Thursday, November 29, 2012

Charlie Brown
When the little tree falters and droops pathetically
under the weight of that innocent-looking
but fatal ornament, and Charlie Brown wails,
I’ve killed it, everything I touch gets ruined,
I feel for the guy: I know the sad prison
his heart’s doing time in. I know how it feels
to be King Midas’s evil twin,
Destructo-Man careening through the world,
smashing houses, reducing highways to rubble,
levelling whole cities with my evil-eye laser beams
and mega-grenades. If only I could hold
a cute little bunny without crushing the breath
out of it with my unrestrained strength, if only
I could embrace a woman without inspiring
in her the sudden desire to obtain
a restraining order or move to Cleveland.
I wish I could have a drink with Charlie
Brown — he must be old enough now,
he probably goes by Charles, or Chuck —
and tell him it gets better, Chuck, or, really,
it doesn’t, but you learn to live with it,
and you learn that what you destroy comes back
to you, not always, but sometimes, refreshed
and reassembled, almost as good
as new, and sometimes — sometimes — bearing
the willingness to forgive. And he’d take
a long, mad gulp of his vodka gimlet,
stare off into a world that only he
is tipsy and broken hearted enough
to see — some planar Midwestern town
with repeating trees and ink black night skies,
and, forgetting that I was there, he’d shake
that globe of a head and sigh and mutter,
You know, the truth is that Linus was right.
It really wasn’t such a bad little tree.

-Troy Jollimore


This is where I am.  Class is over.  After long nights of preparation--eagerness and optimism--I ended the class wanting to let out a whimper.  I think next week I will likely look back and say, "hey, it really wasn't such a bad class after all'--I have always needed outside affirmation to recognize something as good (with rare exceptions.)  I know that the mental energy that is being taken up with all this exaggerated thinking on my part is getting in the way of my doing those things that are most important to me.  There are those kids to love, there are friends to encourage, there are weeds of evil and laziness and complacency that need to be hacked back.

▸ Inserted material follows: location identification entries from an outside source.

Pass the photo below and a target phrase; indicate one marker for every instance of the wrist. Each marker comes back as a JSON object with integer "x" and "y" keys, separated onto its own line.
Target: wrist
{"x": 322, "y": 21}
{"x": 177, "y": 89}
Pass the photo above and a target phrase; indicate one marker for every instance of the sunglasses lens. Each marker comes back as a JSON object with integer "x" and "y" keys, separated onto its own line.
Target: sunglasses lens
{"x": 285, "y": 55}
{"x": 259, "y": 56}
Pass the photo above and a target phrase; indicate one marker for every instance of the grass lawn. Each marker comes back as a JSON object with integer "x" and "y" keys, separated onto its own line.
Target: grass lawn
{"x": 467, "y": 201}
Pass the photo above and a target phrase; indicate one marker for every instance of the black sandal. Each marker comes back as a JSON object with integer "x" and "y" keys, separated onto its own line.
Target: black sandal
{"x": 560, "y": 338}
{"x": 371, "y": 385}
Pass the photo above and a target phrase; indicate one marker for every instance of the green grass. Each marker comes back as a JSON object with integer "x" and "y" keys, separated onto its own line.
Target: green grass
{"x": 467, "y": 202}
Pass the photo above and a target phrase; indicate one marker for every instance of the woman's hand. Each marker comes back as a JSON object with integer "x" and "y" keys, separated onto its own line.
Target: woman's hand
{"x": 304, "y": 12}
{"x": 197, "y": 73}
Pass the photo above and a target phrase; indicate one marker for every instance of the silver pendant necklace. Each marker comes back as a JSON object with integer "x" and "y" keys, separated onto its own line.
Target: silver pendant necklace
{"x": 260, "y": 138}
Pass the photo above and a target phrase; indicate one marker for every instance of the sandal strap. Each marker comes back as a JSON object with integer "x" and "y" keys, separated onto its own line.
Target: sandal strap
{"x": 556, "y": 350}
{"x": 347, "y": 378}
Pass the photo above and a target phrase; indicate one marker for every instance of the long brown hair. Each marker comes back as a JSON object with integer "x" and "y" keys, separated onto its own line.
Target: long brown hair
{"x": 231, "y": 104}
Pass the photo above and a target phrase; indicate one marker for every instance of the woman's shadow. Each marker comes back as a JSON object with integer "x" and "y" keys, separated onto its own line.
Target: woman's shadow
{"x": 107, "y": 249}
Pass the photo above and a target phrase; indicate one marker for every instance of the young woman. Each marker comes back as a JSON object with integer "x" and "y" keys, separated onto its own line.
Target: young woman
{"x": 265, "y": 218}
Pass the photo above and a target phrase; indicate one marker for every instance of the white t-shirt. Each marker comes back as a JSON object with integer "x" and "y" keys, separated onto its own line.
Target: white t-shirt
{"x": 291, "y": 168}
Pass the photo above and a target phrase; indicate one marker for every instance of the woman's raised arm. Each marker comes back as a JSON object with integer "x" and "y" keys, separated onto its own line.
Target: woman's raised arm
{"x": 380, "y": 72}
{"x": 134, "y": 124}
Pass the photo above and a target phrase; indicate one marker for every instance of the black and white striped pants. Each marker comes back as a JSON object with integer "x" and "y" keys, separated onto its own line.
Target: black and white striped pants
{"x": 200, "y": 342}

There is a church to participate with... There are houses to clean and cats to cuddle with and dogs to walk.  There are husbands to romance.  There is a my Dad no further than a phone call away.  There is dinner and the laundry.  Papers to grade.

Yet most importantly there is a need to do all these things from a deep, grounded center.  To not always be reacting, in flux, carried away, catching up, hanging on.